“Whatever happened to clams casino?” asks Mack. “I used to get those in Kentucky. Those were great.”
“Shellfish from a landlocked place? Never a great idea, my dear,” says Quilty. “Stick with Nawlins. A city no longer known for its prostitutes quickly becomes known for its excellent food. Think about it. There’s Paris. There’s here. A city currently known for its prostitutes — Las Vegas, Amsterdam, Washington, D.C. — is seldom a good food city.”
“You should write a travel book.” Was Mack being sarcastic? Mack himself couldn’t say.
“That’s what Dating My Sofa was going to be. A kind of armchair travel book. For the blind.”
“I thought Dating My Sofa was going to be a novel.”
“Before it was a novel, it was going to be a travel book.”
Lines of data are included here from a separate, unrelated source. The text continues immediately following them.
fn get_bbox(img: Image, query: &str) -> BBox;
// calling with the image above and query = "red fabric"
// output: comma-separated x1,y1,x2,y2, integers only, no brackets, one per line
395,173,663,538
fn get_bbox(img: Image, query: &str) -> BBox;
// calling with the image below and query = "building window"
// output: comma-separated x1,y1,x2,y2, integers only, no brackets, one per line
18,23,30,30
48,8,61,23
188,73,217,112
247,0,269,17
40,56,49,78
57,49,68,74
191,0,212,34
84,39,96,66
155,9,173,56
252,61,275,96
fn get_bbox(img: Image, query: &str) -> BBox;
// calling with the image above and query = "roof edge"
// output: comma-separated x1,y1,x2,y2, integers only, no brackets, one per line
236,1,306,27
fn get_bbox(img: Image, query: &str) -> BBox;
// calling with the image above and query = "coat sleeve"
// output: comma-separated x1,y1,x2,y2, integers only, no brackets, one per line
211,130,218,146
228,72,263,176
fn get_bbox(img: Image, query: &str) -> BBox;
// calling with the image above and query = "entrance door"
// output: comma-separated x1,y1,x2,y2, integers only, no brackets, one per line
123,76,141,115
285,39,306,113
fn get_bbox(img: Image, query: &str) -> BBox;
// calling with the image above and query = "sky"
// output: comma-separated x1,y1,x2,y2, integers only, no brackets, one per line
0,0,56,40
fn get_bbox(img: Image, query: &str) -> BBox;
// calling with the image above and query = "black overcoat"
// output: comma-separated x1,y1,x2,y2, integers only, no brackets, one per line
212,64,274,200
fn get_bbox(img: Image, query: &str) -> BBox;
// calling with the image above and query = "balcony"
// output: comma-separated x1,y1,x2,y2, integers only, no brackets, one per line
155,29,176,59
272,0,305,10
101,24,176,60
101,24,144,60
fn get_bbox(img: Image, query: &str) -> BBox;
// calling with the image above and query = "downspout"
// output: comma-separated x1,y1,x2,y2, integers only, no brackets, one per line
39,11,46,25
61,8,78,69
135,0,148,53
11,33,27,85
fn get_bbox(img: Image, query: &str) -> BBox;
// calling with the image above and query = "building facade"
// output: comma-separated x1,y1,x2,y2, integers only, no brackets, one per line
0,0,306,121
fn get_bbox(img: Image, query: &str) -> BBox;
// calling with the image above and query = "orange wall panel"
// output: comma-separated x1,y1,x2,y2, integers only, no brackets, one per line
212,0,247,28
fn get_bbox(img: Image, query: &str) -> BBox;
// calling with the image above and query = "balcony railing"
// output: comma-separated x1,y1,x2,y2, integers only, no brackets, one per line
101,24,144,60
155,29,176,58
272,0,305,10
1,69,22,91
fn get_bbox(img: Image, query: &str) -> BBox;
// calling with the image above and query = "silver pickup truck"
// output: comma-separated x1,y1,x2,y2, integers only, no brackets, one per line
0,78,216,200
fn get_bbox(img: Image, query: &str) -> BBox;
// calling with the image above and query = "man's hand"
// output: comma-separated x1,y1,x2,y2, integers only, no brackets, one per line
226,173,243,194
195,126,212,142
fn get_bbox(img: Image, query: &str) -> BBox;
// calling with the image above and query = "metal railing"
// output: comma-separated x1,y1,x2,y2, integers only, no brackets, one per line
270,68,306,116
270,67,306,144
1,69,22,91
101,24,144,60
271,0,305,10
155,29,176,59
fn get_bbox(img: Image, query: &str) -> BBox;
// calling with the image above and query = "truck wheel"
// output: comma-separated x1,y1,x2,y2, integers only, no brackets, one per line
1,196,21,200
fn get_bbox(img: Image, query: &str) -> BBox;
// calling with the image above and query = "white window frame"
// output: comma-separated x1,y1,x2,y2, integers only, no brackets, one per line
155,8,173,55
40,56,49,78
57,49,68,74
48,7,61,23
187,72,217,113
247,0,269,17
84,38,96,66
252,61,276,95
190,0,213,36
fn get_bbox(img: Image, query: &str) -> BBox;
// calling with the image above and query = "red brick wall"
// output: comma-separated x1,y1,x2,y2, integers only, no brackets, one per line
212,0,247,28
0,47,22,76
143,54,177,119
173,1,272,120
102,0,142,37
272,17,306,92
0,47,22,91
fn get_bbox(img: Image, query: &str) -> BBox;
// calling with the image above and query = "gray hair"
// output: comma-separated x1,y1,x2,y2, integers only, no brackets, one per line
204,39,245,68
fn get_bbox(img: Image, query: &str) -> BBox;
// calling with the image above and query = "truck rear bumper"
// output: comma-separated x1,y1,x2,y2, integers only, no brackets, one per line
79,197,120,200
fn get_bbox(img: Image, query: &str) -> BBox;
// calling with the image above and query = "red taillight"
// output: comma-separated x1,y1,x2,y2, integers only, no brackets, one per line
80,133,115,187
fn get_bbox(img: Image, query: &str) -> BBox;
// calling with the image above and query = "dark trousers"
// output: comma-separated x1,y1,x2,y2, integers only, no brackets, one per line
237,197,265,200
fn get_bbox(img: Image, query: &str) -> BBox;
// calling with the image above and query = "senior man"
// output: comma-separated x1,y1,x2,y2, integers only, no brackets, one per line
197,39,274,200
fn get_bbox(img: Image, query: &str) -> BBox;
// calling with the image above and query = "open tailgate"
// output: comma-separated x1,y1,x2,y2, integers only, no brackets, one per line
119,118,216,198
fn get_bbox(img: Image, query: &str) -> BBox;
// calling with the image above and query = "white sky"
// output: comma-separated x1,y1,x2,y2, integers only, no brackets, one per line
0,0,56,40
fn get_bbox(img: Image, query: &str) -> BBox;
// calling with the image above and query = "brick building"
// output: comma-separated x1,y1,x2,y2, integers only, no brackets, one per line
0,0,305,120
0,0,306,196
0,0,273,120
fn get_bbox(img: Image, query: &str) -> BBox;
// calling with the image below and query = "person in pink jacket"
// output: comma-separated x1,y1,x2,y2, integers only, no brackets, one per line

They leave behind the wrought-iron cornstalk fence of their little inn for a walk through the Quarter. Soon they are at the wharf, and with little else to do, they step aboard a glittering paddle wheeler for a Plantation River cruise. Quilty trips on a slightly raised plank on the ramp. “You know, I find this city neither big nor easy,” he says. The tour is supposed to be beer and sun and a little jazz band, but there is also a stop at Chalmette, the site of the Battle of New Orleans, so that people can get off and traipse through the cemetery.
Mack takes Quilty to a seat in the sun, then sits beside him. Guapo lifts his head and smells the swampy air. “No more cemeteries,” says Mack, and Quilty readily agrees, though Mack also wonders whether, when they get there, they will be able to resist. It seems hard for them, when presented with all that toothy geometry of stone and bone, not to rush right up and say hi. The two of them are ill-suited to life; no doubt that is it. In feeling peculiar, homeless, cursed, and tired, they have become way too friendly. They no longer have any standards at all.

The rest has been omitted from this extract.